5. Auditing Sudo and Cron for Python Scripts

The audit should enumerate all privileged Python execution contexts and check each one’s directory permissions systematically.

Audit script: privileged Python contexts + writable caches
#!/bin/bash
# Audit script: find privileged Python + writable cache combinations

echo ‘=== Cron jobs executing Python ===’
grep -rh ‘python’ /etc/cron.d/ /etc/cron.daily/ /etc/cron.weekly/ \
        /var/spool/cron/crontabs/ 2>/dev/null | grep -v ‘^#’

echo ”
echo ‘=== Sudoers entries for Python ===’
grep -i ‘python’ /etc/sudoers /etc/sudoers.d/* 2>/dev/null

echo ”
echo ‘=== Systemd units running Python as root ===’
grep -rl ‘python’ /etc/systemd/system/ /lib/systemd/system/ 2>/dev/null |
  xargs grep -l ‘User=root\|User=0’ 2>/dev/null

echo ”
echo ‘=== World/group-writable __pycache__ dirs under /opt /usr/local ===’
find /opt /usr/local -type d -name ‘__pycache__’ -perm -g+w 2>/dev/null
find /opt /usr/local -type d -name ‘__pycache__’ -perm -o+w 2>/dev/null
COMPLIANCE MAPPINGSOC 2 CC6.1 / CC6.3 — Logical access controls and access restriction. Writable privileged script directories are a direct violation of least-privilege principles that SOC 2 CC6.x expects to be enforced.ISO 27001 A.9.4 — System and application access control. A.9.4.1 requires information access restriction; A.9.4.5 requires access control to program source code. The cache directory, as part of the Python execution chain, falls within scope.CIS Benchmark for Linux (v3.x) — Section 6 (File Permissions) includes guidance on world-writable directories and system script permissions. Privileged Python script directories should be treated with the same rigor as /etc/cron.d.

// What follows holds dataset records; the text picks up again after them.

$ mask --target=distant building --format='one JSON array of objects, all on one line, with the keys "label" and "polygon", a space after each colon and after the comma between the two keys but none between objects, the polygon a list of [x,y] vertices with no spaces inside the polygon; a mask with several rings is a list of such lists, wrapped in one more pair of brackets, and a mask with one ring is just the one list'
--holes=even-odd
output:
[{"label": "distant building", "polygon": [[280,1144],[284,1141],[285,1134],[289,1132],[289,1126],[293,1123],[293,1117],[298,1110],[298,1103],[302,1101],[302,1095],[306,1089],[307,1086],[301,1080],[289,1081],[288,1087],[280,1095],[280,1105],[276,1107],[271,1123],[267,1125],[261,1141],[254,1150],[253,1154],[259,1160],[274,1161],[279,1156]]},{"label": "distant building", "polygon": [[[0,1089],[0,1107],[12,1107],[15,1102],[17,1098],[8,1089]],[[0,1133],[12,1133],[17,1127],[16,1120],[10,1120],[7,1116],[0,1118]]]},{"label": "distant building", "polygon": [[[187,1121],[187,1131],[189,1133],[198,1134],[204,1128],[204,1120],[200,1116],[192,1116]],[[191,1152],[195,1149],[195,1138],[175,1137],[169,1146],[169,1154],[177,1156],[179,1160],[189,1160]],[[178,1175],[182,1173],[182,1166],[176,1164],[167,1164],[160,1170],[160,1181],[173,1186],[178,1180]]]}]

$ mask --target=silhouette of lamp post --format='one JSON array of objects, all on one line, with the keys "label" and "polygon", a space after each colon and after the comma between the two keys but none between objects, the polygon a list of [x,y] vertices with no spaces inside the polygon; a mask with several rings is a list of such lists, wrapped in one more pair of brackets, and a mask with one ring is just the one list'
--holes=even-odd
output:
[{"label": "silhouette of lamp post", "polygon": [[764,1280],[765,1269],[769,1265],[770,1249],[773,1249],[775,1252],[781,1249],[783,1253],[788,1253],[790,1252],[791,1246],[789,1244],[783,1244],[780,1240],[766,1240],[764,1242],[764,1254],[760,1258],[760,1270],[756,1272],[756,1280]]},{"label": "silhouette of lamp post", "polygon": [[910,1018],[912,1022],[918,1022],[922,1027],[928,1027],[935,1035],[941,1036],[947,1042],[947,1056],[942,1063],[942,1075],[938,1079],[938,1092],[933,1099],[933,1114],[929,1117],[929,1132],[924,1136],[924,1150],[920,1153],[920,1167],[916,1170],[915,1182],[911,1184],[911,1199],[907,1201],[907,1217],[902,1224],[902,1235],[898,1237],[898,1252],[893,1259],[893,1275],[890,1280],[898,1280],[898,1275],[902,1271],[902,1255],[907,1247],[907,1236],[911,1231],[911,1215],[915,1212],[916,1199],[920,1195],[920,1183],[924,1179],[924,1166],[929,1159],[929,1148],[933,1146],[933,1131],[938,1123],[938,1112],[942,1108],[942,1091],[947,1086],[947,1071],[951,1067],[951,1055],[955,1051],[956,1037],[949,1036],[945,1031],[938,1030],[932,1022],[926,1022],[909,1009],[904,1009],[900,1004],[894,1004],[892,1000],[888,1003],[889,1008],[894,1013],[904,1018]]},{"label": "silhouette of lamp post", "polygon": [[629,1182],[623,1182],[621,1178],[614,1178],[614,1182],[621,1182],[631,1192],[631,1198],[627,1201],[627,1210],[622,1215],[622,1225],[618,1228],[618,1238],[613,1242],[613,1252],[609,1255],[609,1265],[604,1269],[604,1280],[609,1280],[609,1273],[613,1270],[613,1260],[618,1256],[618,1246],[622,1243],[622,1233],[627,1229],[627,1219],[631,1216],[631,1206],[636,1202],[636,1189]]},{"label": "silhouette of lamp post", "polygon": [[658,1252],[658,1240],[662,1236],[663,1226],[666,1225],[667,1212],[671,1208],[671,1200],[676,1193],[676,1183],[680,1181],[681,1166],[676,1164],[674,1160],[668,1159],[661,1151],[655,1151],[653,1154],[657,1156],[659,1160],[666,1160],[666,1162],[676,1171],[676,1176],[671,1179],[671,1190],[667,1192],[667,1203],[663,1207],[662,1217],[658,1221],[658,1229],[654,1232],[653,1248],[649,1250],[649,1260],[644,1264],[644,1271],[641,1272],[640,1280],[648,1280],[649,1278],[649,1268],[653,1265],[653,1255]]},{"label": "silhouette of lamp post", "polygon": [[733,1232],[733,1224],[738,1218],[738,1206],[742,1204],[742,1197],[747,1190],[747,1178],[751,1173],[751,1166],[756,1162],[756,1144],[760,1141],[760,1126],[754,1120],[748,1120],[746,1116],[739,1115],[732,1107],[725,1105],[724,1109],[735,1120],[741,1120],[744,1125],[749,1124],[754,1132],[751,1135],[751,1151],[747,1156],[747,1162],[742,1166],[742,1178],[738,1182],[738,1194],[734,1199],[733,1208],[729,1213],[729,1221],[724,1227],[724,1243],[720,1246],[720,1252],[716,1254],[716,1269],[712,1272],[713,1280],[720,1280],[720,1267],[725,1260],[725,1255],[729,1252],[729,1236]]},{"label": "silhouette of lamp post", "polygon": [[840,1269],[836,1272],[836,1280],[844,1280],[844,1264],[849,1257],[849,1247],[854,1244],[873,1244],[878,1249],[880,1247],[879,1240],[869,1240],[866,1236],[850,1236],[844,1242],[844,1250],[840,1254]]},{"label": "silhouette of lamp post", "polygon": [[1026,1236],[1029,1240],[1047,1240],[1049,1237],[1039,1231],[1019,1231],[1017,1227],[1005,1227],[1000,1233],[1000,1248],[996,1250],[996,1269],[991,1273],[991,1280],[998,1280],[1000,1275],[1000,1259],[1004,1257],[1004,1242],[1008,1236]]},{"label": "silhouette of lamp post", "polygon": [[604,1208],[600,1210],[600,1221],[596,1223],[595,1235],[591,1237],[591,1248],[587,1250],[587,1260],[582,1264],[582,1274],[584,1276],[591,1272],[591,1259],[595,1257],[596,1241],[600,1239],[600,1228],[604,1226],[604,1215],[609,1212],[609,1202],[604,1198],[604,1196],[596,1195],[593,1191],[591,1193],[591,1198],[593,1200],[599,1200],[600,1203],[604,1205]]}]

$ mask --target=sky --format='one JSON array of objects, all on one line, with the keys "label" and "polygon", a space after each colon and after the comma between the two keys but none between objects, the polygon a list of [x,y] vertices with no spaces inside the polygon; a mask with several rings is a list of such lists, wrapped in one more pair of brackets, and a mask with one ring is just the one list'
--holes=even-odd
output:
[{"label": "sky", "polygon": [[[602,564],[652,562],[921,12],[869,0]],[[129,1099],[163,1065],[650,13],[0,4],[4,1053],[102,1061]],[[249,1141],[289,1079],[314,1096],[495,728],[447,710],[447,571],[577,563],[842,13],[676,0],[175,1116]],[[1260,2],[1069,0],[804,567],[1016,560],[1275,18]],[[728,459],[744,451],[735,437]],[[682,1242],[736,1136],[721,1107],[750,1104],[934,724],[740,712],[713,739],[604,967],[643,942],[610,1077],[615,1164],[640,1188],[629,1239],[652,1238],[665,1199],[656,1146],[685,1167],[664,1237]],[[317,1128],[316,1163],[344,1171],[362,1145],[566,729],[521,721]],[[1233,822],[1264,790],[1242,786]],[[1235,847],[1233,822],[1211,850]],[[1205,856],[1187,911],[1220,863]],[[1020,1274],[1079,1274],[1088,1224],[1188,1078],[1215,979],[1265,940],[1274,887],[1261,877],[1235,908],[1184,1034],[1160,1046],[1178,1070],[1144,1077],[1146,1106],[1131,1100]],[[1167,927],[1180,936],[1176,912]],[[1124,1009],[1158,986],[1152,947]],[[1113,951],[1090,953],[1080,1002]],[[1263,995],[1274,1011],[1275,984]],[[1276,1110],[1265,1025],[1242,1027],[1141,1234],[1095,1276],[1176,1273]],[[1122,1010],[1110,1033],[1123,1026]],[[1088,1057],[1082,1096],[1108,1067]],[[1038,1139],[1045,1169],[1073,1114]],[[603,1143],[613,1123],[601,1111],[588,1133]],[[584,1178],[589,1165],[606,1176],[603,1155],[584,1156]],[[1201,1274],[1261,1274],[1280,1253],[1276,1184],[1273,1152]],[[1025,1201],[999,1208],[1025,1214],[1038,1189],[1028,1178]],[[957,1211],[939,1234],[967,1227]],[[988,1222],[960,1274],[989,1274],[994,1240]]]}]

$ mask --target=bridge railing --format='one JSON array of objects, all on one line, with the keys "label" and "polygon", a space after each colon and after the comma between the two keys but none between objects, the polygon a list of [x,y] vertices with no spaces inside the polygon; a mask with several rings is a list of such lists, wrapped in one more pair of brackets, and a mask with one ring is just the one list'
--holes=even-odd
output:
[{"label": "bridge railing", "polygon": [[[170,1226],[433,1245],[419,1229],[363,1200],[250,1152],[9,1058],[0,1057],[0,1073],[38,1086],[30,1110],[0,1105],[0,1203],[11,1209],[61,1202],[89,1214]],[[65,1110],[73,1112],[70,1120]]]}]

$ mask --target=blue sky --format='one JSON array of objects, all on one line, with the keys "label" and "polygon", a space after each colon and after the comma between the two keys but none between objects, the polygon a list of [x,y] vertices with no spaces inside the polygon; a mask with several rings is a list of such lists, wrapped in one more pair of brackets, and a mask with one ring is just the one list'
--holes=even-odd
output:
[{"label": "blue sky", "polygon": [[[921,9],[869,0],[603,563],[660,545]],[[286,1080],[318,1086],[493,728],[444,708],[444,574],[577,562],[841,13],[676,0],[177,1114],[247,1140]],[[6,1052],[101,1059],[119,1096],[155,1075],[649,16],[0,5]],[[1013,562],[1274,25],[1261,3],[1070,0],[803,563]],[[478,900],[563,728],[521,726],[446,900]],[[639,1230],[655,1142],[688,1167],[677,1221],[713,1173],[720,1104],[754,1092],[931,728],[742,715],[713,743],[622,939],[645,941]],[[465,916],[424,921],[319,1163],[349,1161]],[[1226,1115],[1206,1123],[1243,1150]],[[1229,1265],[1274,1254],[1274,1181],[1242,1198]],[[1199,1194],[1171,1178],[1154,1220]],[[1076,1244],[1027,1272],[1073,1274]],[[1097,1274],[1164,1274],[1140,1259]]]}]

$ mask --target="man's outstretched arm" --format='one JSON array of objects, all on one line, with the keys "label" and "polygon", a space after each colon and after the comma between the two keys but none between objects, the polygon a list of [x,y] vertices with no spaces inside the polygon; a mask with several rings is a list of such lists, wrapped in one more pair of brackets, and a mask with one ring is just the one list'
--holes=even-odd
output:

Prioritization and What Actually Matters

Not every writable __pycache__ directory represents the same risk. Prioritize by the privilege level of the process consuming the cache and the number of users who can reach the writable path.

Risk triage for prioritizing remediation
# Risk triage: HIGH -> MEDIUM -> LOW

# HIGH: root cron jobs + world-writable __pycache__
#   Any local user can exploit this without triggering the privileged command
#   themselves — they just wait for the scheduler.

# HIGH: sudoers NOPASSWD Python scripts + group-writable __pycache__
#   Attacker can trigger execution on demand after poisoning the cache.

# MEDIUM: privileged systemd service + group-writable __pycache__
#   Requires service restart or natural execution cycle.

# LOW: non-privileged scripts in writable directories
#   Lateral movement risk, not vertical escalation.
#   Still worth fixing — just not P1.

One more thing for engineering leaders: automated scanning helps here, but generic vulnerability scanners won’t surface this. You need tooling that understands Python’s import mechanics and correlates execution context with filesystem permissions. The audit script above is a starting point. A full review by someone who knows what they’re looking for will surface things automation misses.

Closing Thoughts

The finding that’s hardest to operationalize isn’t the one with the highest CVSS score. It’s the one that requires connecting three separate data points that no single tool is watching. Python cache poisoning as a local privilege escalation path is exactly that — technically straightforward once you see it, consistently overlooked because it lives at the intersection of performance optimization, filesystem permissions, and execution context.

The remediation isn’t exotic. Tighten directory permissions. Disable unnecessary caching on privileged scripts. Add __pycache__ to your integrity monitoring scope. Audit your cron and sudoers configurations with this threat model in mind.

But finding it in the first place requires knowing where to look.